Elizabeth Dickinson, investigadora del Crisis Group, señala que las disidencias se suelen agrupar en dos líneas diferentes y a veces antagónicas: la del líder Gentil Duarte, que se separó de las FARC antes de la firma la paz, y la de Iván Márquez, quien firmó la paz y luego desertó.

«Pero incluso esta división no es firme y cada disidencia tiene su propio hábitat y sus propias ambiciones de control territorial», explica la analista.

Aunque los centros de estudios estiman que existen entre 30 y 40 frentes de grupos postFARC, ninguno tiene articulación nacional ni pretende —o tiene oportunidad de— derrocar al modelo capitalista.

Los vínculos entre ellos, reporta un reciente informe de la Fundación Paz y Reconciliación, se dan más para repartir territorios, acordar ceses de violencia o transar labores en la producción de cocaína, que para derrocar a un presidente.

Duque culpa en parte al gobierno de Nicolás Maduro de la subsistencia de estos grupos, al darles refugio en Venezuela y permitir su emprendimiento narcotraficante.

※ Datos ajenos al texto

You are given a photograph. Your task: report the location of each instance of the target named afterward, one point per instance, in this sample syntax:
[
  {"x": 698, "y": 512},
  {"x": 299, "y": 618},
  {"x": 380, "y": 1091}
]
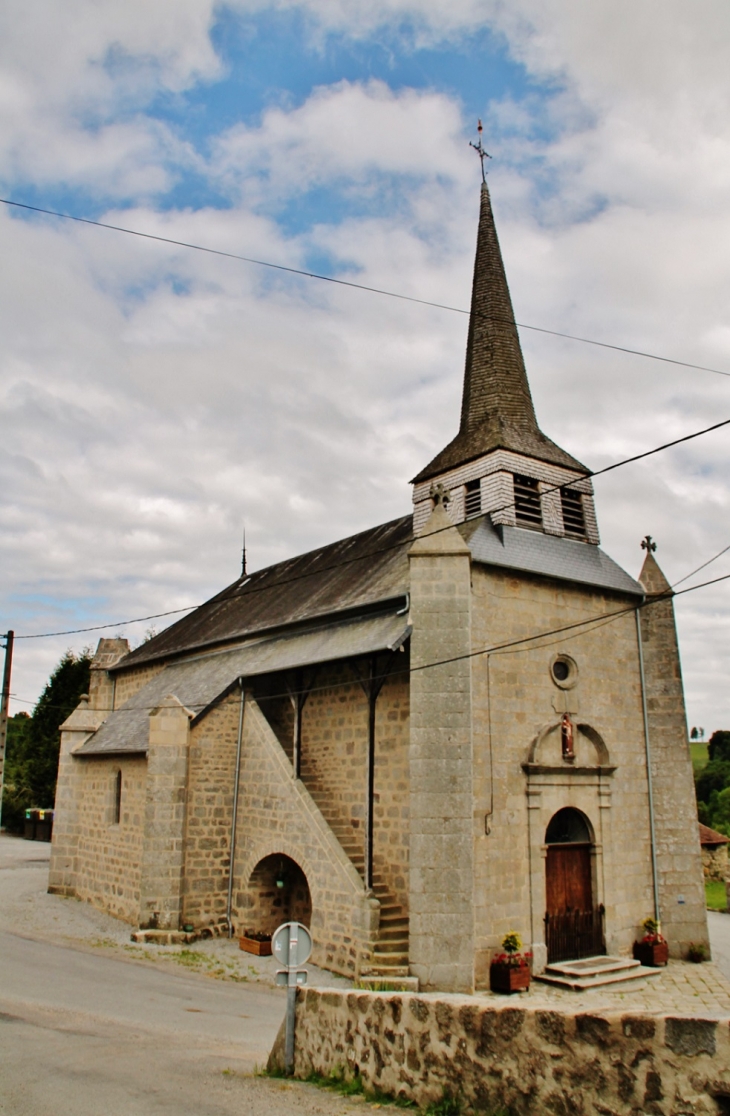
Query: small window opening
[
  {"x": 573, "y": 518},
  {"x": 528, "y": 511},
  {"x": 117, "y": 799},
  {"x": 472, "y": 501}
]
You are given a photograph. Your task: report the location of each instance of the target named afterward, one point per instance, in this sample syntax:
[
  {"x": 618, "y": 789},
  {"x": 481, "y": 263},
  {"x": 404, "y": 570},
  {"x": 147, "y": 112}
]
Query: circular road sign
[{"x": 291, "y": 944}]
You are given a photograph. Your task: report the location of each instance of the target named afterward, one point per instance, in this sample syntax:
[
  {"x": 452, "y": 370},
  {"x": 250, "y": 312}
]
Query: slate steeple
[{"x": 497, "y": 410}]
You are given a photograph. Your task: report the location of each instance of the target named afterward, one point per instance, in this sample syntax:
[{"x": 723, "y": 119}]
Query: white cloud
[{"x": 152, "y": 397}]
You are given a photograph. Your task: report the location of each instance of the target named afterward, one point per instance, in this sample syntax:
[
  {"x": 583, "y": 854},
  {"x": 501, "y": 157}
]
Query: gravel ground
[{"x": 28, "y": 910}]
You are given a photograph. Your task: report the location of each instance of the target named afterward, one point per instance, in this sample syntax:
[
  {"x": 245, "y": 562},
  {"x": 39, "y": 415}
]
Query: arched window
[{"x": 117, "y": 798}]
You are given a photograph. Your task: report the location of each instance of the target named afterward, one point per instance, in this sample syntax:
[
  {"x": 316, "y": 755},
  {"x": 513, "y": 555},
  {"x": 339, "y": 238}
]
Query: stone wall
[
  {"x": 334, "y": 765},
  {"x": 108, "y": 855},
  {"x": 681, "y": 885},
  {"x": 441, "y": 771},
  {"x": 277, "y": 816},
  {"x": 520, "y": 777},
  {"x": 211, "y": 772},
  {"x": 529, "y": 1060}
]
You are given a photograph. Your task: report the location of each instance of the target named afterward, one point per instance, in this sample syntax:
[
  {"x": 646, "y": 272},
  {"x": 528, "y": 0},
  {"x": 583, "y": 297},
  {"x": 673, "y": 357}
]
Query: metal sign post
[
  {"x": 5, "y": 700},
  {"x": 291, "y": 945}
]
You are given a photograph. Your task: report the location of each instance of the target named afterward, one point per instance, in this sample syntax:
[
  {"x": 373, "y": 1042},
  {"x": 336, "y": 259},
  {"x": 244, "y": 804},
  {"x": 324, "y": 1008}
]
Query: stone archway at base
[{"x": 277, "y": 892}]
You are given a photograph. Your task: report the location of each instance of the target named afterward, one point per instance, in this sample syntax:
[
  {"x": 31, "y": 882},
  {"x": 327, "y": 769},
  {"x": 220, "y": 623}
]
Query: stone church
[{"x": 462, "y": 722}]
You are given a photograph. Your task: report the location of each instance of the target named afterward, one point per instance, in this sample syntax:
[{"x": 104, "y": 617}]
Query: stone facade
[
  {"x": 714, "y": 863},
  {"x": 681, "y": 886},
  {"x": 406, "y": 742}
]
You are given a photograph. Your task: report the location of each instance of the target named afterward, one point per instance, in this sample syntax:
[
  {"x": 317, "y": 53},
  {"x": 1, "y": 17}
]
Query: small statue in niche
[{"x": 566, "y": 738}]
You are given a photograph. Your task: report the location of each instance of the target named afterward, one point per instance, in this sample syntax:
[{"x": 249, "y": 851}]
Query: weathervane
[{"x": 480, "y": 151}]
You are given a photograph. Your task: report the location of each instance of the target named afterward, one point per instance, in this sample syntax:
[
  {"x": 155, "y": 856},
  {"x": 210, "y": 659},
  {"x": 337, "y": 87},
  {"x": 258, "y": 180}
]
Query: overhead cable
[
  {"x": 370, "y": 554},
  {"x": 598, "y": 621},
  {"x": 349, "y": 282}
]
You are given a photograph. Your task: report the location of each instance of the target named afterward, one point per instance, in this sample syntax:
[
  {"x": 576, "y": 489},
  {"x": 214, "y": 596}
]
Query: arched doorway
[
  {"x": 573, "y": 923},
  {"x": 277, "y": 892}
]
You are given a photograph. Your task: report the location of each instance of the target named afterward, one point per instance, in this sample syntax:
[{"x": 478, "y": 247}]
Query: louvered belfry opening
[
  {"x": 472, "y": 499},
  {"x": 574, "y": 520},
  {"x": 528, "y": 511}
]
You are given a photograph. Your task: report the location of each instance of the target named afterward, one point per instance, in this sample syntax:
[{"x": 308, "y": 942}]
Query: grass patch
[
  {"x": 380, "y": 985},
  {"x": 699, "y": 753},
  {"x": 338, "y": 1080},
  {"x": 716, "y": 895}
]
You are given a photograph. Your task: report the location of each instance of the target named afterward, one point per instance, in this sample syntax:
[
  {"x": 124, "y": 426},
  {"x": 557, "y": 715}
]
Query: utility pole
[{"x": 3, "y": 709}]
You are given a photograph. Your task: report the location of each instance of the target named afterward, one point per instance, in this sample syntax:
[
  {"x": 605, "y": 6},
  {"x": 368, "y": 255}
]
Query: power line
[
  {"x": 98, "y": 627},
  {"x": 591, "y": 623},
  {"x": 704, "y": 564},
  {"x": 355, "y": 286},
  {"x": 370, "y": 554}
]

Maduro lo niega.

Esta semana el comandante general de las Fuerzas Militares le dijo a la agencia Reuters que en Venezuela están refugiados al menos 1.900 guerrilleros colombianos.

Colombia
Con los colegios cerrados por la pandemia, el reclutamiento forzado de menores ha aumentado en los últimos meses. GETTY IMAGES 

El ELN y el EPL

El ELN es conocido como la última guerrilla de América.

«Es el último grupo realmente guerrillero, en el sentido de que tiene ideales políticos, quiere derrocar el poder en Bogotá y hace trabajo no solo con las comunidades, donde pone reglas y organizan, sino entre sus filas, donde hay formación militar e ideológica», explica Dickinson.

La Fundación Ideas para la Paz estima que en 2017 se vincularon cerca de 1.000 personas a la guerrilla y que para 2018 contaba con más de 4.000 integrantes. «Hoy en Venezuela el ELN desarrolla actividades ilegales relacionadas con el contrabando de gasolina, la minería y la extorsión», dice un informe de la ONG.

El ELN se ha atribuido varios ataques en bases de la policía y el ejército en los últimos años, pero los expertos no creen que sea una amenaza directa para el orden establecido.

Colombia
El ELN dijo esta semana que ha sido «forzado» por el gobierno a aumentar la violencia. GETTY IMAGES 

Aunque el ELN ha aprovechado la ausencia de las FARC para tomar algunos territorios, también se ha encontrado y ha tenido que enfrentar a diversos grupos armados que luchan por control en regiones remotas del país.

El ELN no es la única activa de las seis guerrillas que sugieron en Colombia en los años 60: el Ejército Popular de Liberación (EPL), también conocido como «Los Pelusos», mantiene cierta presencia en la frontera con Venezuela a pesar de sus divisiones internas y el asesinato de su principal líder en 2015.

Los grupos neoparamilitares

En los años 80 y 90 el fortalecimiento de las guerrillas generó un actor incluso más violento: los paramilitares, organizados para acabar con la insurgencia, defender la propiedad privada y evitar la llegada del comunismo al poder.

Las Autodefensas Unidas de Colombia se desmovilizaron a través de un acuerdo de paz firmado con el entonces presidente, Álvaro Uribe, en 2003. Pero desde entonces surgieron diversos grupos que se adueñaron de sus símbolos y, sobre todo, de sus territorios y vínculos con el narcotráfico.

Hoy el principal grupo neoparamilitar es el Clan del Golfo, que nació en el Golfo de Urabá, cerca de la frontera con Panamá, pero se ha expandido por otras regiones del país. Además del narcotráfico, viven del microtráfico, la trata de personas y el cobro de extorsiones.

Colombia
Los paramilitares se desmovilizaron hace casi 20 años, pero desde entonces surgieron varios grupos parecidos. GETTY IMAGES 

Cifras oficiales estiman que unas 4.000 personas hacen parte de este grupo.

«Su foco es el control territorial y operan bajo las prácticas de los paramilitares, con matanzas, amenazas, toques de queda y control social», dice Dickinson. «Han ido colonizando terreno después del proceso de paz, no solo alrededor del Golfo de Urabá, sino también en la frontera con Venezuela».